The initial set of requirements for this ingredient are:
| # | Requirement |
|---|---|
| 1 | Support loading Node.js native add-ons |
| 2 | Proxy Node.js API function calls that involve I/O back to the VFS |
| 3 | Support running executable programs from within the VFS |
| 4 | Proxy command-line arguments to the program embedded in the VFS |
| 5 | Proxy environment variables to the program embedded in the VFS |
In the context of Node.js, the community was historically forced to
monkey-patch modules such as fs for advanced I/O use cases. For example,
Electron
monkey-patches
several Node.js modules to power their ASAR integration. Vercel's PKG
monkey-patches
a wide range of functions in a similar way. This approach is not only
error-prone, but might not be possible in the future if Node.js prevents
runtime modification to its internal modules (i.e. for security reasons).
At Postman, @dsanders11, @raisinten and @robertgzr made outstanding progress on experimenting with the above architecture. Much of this progress builds on the interesting previous work and discussions that took place in #42334 and #43432.

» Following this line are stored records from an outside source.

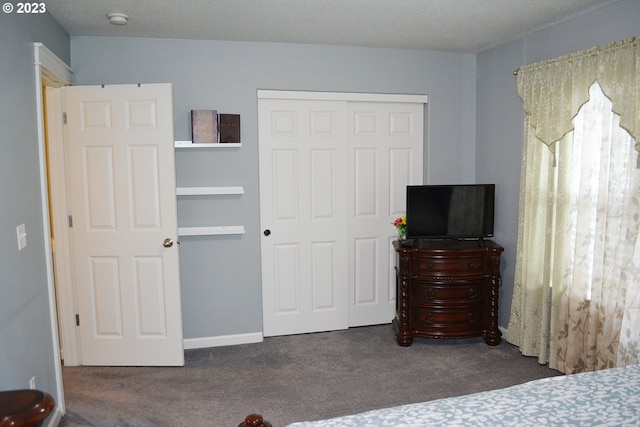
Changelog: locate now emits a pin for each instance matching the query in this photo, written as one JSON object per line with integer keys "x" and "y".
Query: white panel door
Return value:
{"x": 303, "y": 204}
{"x": 385, "y": 155}
{"x": 120, "y": 155}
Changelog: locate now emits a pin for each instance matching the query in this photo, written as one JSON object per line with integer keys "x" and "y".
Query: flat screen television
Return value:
{"x": 450, "y": 211}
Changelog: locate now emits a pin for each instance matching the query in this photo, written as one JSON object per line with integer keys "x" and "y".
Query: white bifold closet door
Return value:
{"x": 333, "y": 172}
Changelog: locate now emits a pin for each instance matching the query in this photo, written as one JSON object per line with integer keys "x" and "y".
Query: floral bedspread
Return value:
{"x": 602, "y": 398}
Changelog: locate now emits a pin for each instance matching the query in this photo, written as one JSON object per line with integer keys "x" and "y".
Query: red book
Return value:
{"x": 204, "y": 126}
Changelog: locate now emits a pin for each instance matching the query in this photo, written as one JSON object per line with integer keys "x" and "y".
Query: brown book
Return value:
{"x": 204, "y": 126}
{"x": 229, "y": 128}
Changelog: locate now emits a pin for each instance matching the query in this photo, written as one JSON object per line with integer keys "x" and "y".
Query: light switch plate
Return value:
{"x": 22, "y": 236}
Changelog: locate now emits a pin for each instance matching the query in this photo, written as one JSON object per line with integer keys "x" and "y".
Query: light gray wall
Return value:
{"x": 499, "y": 111}
{"x": 221, "y": 280}
{"x": 26, "y": 345}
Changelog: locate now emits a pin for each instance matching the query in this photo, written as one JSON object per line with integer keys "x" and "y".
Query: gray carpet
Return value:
{"x": 292, "y": 378}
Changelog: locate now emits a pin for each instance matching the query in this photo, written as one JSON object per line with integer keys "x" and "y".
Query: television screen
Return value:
{"x": 450, "y": 211}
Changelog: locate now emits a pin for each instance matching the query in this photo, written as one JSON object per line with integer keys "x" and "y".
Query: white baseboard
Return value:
{"x": 56, "y": 417}
{"x": 205, "y": 342}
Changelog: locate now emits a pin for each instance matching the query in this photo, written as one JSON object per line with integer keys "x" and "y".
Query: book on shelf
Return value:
{"x": 204, "y": 126}
{"x": 229, "y": 128}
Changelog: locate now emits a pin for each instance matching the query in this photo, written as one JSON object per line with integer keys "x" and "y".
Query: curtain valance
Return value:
{"x": 553, "y": 91}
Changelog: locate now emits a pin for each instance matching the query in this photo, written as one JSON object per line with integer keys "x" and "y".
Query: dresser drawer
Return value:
{"x": 450, "y": 321}
{"x": 446, "y": 266}
{"x": 449, "y": 294}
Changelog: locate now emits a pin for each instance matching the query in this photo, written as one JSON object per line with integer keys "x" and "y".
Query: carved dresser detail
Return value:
{"x": 447, "y": 289}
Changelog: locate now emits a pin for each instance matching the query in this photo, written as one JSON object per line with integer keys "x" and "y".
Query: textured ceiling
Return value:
{"x": 469, "y": 26}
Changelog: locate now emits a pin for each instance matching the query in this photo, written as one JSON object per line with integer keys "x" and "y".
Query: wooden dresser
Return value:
{"x": 447, "y": 289}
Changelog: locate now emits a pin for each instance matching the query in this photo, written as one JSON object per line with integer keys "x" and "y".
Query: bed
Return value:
{"x": 601, "y": 398}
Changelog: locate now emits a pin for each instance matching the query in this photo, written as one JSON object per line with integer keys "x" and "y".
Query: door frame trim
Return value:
{"x": 341, "y": 96}
{"x": 56, "y": 73}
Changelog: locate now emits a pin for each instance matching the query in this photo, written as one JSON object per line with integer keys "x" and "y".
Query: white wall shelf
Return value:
{"x": 189, "y": 144}
{"x": 210, "y": 231}
{"x": 208, "y": 191}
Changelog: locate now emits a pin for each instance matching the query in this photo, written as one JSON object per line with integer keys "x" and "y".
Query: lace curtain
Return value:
{"x": 576, "y": 302}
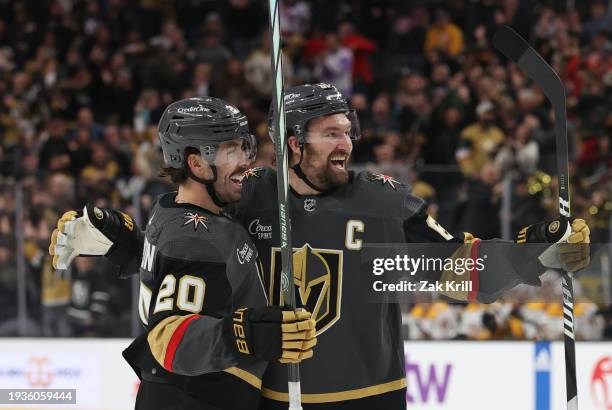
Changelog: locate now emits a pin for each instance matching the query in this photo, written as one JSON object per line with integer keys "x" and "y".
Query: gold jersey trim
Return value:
{"x": 244, "y": 375}
{"x": 339, "y": 396}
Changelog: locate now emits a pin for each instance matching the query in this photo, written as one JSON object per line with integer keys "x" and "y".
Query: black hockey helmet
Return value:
{"x": 308, "y": 101}
{"x": 202, "y": 123}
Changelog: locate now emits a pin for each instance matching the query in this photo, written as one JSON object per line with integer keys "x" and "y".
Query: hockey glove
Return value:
{"x": 571, "y": 249}
{"x": 94, "y": 232}
{"x": 270, "y": 333}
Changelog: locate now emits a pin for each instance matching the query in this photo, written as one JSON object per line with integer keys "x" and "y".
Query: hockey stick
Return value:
{"x": 513, "y": 46}
{"x": 282, "y": 184}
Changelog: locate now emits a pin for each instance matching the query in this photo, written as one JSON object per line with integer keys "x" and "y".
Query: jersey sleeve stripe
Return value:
{"x": 474, "y": 274}
{"x": 175, "y": 340}
{"x": 165, "y": 337}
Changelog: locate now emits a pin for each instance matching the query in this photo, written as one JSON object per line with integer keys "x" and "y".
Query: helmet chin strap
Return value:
{"x": 300, "y": 173}
{"x": 209, "y": 186}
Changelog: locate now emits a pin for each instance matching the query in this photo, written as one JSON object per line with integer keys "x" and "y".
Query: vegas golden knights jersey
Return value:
{"x": 197, "y": 268}
{"x": 359, "y": 353}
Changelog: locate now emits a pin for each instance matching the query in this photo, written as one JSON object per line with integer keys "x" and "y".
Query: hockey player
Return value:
{"x": 360, "y": 362}
{"x": 210, "y": 333}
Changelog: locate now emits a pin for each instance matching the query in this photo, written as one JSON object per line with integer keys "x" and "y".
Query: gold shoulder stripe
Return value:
{"x": 244, "y": 375}
{"x": 339, "y": 396}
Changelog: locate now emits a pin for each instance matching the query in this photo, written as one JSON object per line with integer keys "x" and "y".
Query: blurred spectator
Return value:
{"x": 361, "y": 47}
{"x": 90, "y": 312}
{"x": 334, "y": 65}
{"x": 484, "y": 194}
{"x": 520, "y": 152}
{"x": 479, "y": 141}
{"x": 444, "y": 35}
{"x": 258, "y": 71}
{"x": 83, "y": 86}
{"x": 55, "y": 154}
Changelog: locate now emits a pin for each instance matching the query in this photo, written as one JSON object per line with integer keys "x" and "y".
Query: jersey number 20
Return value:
{"x": 189, "y": 297}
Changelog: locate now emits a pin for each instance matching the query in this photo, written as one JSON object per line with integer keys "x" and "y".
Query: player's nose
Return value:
{"x": 345, "y": 144}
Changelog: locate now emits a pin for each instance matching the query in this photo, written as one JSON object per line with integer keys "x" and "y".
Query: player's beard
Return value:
{"x": 325, "y": 175}
{"x": 227, "y": 187}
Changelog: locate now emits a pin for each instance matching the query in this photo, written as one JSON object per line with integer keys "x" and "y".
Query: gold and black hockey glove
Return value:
{"x": 94, "y": 232}
{"x": 271, "y": 333}
{"x": 571, "y": 249}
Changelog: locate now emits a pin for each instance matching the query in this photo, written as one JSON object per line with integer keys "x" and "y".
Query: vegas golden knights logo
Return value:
{"x": 318, "y": 282}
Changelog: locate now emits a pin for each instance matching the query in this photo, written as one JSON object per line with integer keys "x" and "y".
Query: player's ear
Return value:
{"x": 198, "y": 166}
{"x": 294, "y": 145}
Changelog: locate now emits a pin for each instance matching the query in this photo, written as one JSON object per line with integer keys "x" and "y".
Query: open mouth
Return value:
{"x": 338, "y": 161}
{"x": 236, "y": 178}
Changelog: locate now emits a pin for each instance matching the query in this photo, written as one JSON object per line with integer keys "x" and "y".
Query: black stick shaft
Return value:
{"x": 513, "y": 46}
{"x": 287, "y": 279}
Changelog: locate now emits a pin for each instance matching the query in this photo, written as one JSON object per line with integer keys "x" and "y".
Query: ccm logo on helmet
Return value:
{"x": 198, "y": 108}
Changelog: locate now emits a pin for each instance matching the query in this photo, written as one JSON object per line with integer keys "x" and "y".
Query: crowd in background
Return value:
{"x": 83, "y": 84}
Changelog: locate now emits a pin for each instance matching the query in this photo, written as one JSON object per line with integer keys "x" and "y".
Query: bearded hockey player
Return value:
{"x": 210, "y": 332}
{"x": 335, "y": 213}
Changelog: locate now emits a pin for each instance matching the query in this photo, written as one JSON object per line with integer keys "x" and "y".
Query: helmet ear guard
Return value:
{"x": 306, "y": 102}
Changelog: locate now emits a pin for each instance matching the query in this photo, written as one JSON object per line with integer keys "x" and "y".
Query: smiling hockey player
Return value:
{"x": 360, "y": 360}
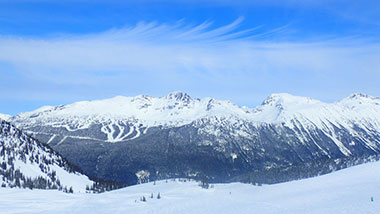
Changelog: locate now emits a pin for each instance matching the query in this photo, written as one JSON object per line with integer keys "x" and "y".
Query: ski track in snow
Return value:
{"x": 177, "y": 109}
{"x": 345, "y": 191}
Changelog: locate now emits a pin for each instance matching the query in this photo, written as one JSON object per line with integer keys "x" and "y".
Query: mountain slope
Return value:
{"x": 5, "y": 117}
{"x": 346, "y": 191}
{"x": 123, "y": 138}
{"x": 27, "y": 163}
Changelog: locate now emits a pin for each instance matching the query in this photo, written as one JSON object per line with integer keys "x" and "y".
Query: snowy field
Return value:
{"x": 345, "y": 191}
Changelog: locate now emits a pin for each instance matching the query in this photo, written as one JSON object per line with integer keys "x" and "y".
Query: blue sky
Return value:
{"x": 59, "y": 52}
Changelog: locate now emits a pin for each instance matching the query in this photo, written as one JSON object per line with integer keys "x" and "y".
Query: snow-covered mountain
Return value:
{"x": 346, "y": 191}
{"x": 27, "y": 163}
{"x": 177, "y": 135}
{"x": 5, "y": 117}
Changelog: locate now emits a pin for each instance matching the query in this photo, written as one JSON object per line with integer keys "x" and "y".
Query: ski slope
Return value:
{"x": 346, "y": 191}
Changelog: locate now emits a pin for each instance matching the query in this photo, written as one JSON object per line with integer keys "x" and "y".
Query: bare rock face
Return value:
{"x": 285, "y": 138}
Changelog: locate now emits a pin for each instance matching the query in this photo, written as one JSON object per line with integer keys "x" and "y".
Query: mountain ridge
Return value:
{"x": 176, "y": 135}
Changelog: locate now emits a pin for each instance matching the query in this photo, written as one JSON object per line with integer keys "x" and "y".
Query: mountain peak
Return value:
{"x": 5, "y": 117}
{"x": 178, "y": 96}
{"x": 283, "y": 98}
{"x": 360, "y": 96}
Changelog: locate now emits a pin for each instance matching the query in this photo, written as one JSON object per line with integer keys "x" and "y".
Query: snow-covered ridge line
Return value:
{"x": 177, "y": 109}
{"x": 34, "y": 165}
{"x": 5, "y": 117}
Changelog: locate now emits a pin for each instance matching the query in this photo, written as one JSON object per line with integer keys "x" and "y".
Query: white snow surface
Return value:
{"x": 5, "y": 117}
{"x": 177, "y": 108}
{"x": 31, "y": 169}
{"x": 346, "y": 191}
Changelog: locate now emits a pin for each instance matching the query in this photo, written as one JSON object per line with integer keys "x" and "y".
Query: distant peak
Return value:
{"x": 178, "y": 96}
{"x": 5, "y": 117}
{"x": 280, "y": 98}
{"x": 359, "y": 95}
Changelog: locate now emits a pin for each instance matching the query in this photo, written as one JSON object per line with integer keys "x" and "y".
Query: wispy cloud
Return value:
{"x": 177, "y": 55}
{"x": 157, "y": 48}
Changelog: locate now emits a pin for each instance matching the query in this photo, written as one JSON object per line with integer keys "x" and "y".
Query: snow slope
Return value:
{"x": 33, "y": 160}
{"x": 345, "y": 191}
{"x": 5, "y": 117}
{"x": 140, "y": 113}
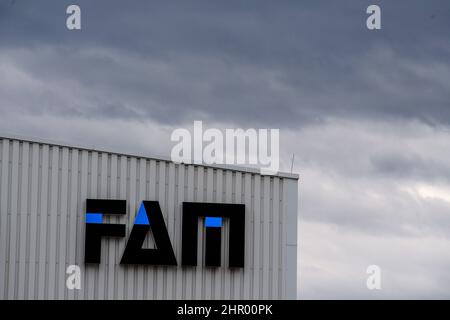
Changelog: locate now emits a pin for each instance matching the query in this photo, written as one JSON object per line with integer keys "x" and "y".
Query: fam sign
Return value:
{"x": 150, "y": 217}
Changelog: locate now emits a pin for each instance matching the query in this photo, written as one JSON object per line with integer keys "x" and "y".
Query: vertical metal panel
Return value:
{"x": 43, "y": 189}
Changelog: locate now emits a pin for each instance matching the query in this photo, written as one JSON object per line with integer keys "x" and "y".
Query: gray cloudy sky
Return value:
{"x": 366, "y": 113}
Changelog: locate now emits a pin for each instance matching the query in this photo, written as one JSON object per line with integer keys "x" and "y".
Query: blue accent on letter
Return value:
{"x": 142, "y": 218}
{"x": 94, "y": 217}
{"x": 215, "y": 222}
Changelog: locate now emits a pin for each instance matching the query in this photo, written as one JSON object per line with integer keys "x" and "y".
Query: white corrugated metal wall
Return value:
{"x": 43, "y": 188}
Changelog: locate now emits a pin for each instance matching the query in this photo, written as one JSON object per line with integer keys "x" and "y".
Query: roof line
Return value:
{"x": 137, "y": 155}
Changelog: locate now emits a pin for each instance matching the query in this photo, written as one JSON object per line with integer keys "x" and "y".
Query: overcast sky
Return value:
{"x": 366, "y": 113}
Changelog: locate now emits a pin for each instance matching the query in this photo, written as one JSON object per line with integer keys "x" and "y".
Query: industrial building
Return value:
{"x": 45, "y": 189}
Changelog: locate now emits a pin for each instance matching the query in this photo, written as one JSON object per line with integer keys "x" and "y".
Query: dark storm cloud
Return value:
{"x": 247, "y": 62}
{"x": 366, "y": 113}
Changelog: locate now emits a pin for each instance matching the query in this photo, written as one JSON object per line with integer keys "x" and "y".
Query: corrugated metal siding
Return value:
{"x": 43, "y": 189}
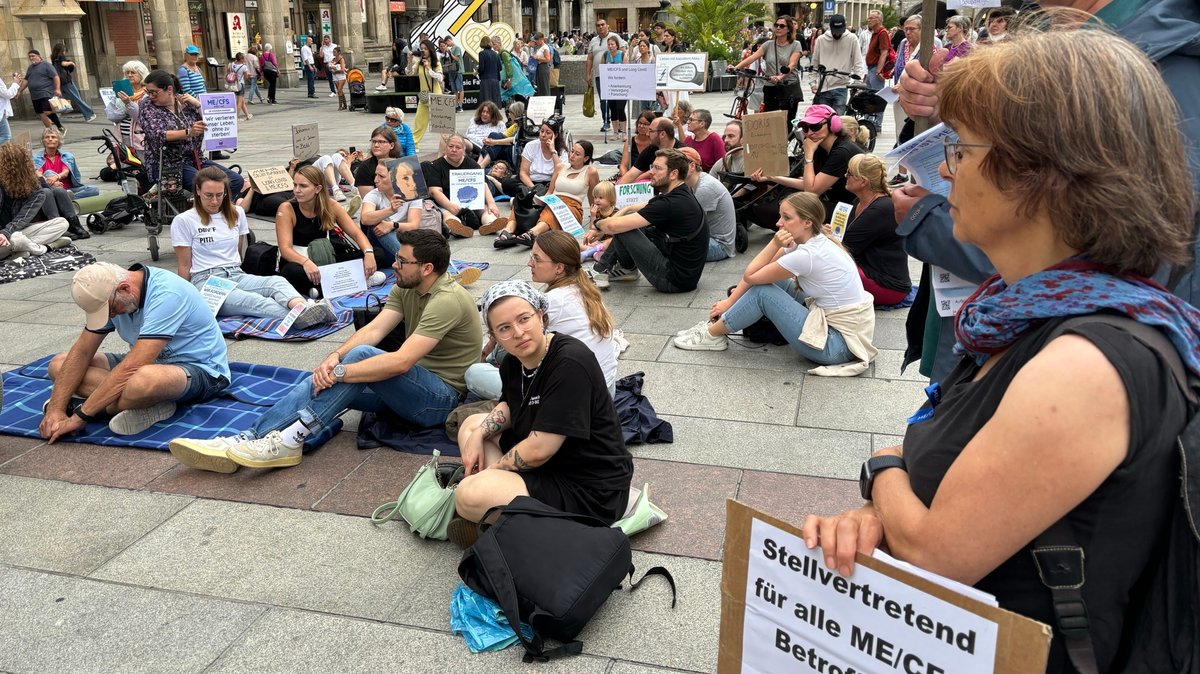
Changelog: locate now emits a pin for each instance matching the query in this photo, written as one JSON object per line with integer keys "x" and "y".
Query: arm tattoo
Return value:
{"x": 493, "y": 422}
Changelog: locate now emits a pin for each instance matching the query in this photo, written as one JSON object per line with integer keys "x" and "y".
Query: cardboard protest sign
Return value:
{"x": 305, "y": 140}
{"x": 765, "y": 142}
{"x": 687, "y": 71}
{"x": 220, "y": 112}
{"x": 442, "y": 113}
{"x": 783, "y": 611}
{"x": 270, "y": 180}
{"x": 407, "y": 178}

In the area of Resource Injection, we open-sourced a tool called Postject. Postject enables arbitrary injection of data as Mach-O, PE and ELF sections, and ships with a cross-platform C/C++ header file providing runtime introspection APIs. It is currently implemented in a mixture of Python and C++, and it builds on the foundations provided by the LIEF project.
In the area of Virtual File Systems, we are currently basing our proof-of-concept on the ASAR archive format designed and battle-tested by Electron. The ASAR format is extensible by design, allowing us to add arbitrary new metadata and functionality to our custom implementation.
In the area of the Bootstrapper, we are maintaining a custom Node.js patch that makes use of Postject reflection APIs, provides a basic ASAR read-only implementation, and takes over the entry point of Node.js to jump execution to the embedded app.
However, we are far from done! Our goal is to rethink and continue evolving these components with the help of the community, and push for a better approach to SEAs that everybody from the Node.js ecosystem and beyond can benefit from.
SEAs open interesting possibilities for innovation. For example, we can explore creating SEAs that make use of v8 snapshots to speed up application startup time, or ways in which we can trim down Node.js to optimize for space-efficiency in the context of SEAs.
Ideas are very welcome!
There are lots of ways to help! If you made it this far, you probably have some questions, observations and feedback. If so, do write them down as GitHub Discussions or GitHub Issues. Other than that:
- We need to collect proper requirements for each of the components we will be building
- We need to continue researching what's out there, and what we can learn from it
- We need to align implementers of SEA tooling to join forces and create a top-notch technology
- We need to sort out philosophical questions about how much of the SEA work will be a proper part of the core Node.js project, and how much will be community tooling
Last but not least, we have to actually write some code and get this done!